Regenerating the session ID is equally easy to do, thanks to the function regenerate_session_id(). By "privilege elevation" I mean "whenever your user acquires access rights". When they click the evilhaxxor link through to your site, they will be guests by default - they might not be able to post messages, buy things, etc. To do that, they must login, which usually entails the entry of a username and password. When we authenticate them, they have their privileges elevated - they can do all the things they would expect to do with their account. It's at that precise moment that we should regenerate the session ID, because if they are the victims of session fixation then the villain will be left with the old, guest session, and our new user will get a fresh, clean, and safe session.

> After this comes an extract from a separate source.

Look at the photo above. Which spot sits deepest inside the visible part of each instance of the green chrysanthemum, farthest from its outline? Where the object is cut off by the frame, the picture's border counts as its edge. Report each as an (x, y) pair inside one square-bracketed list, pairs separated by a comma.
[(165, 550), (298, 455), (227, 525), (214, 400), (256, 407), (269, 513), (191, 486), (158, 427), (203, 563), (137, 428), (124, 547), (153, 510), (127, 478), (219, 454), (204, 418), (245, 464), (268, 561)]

Using regenerate_session_id() is simple: just call it with no parameters, and ignore the return value. It automatically copies across the data from the old session to the new, and sends out a cookie to the user with the new session ID, The one problem that may catch you out is that last part: it sends out a new cookie, which means you /must/ call it before you send any HTML content, otherwise it won't work. Calling this function is very fast - if you were particularly paranoid you could change the session ID each page!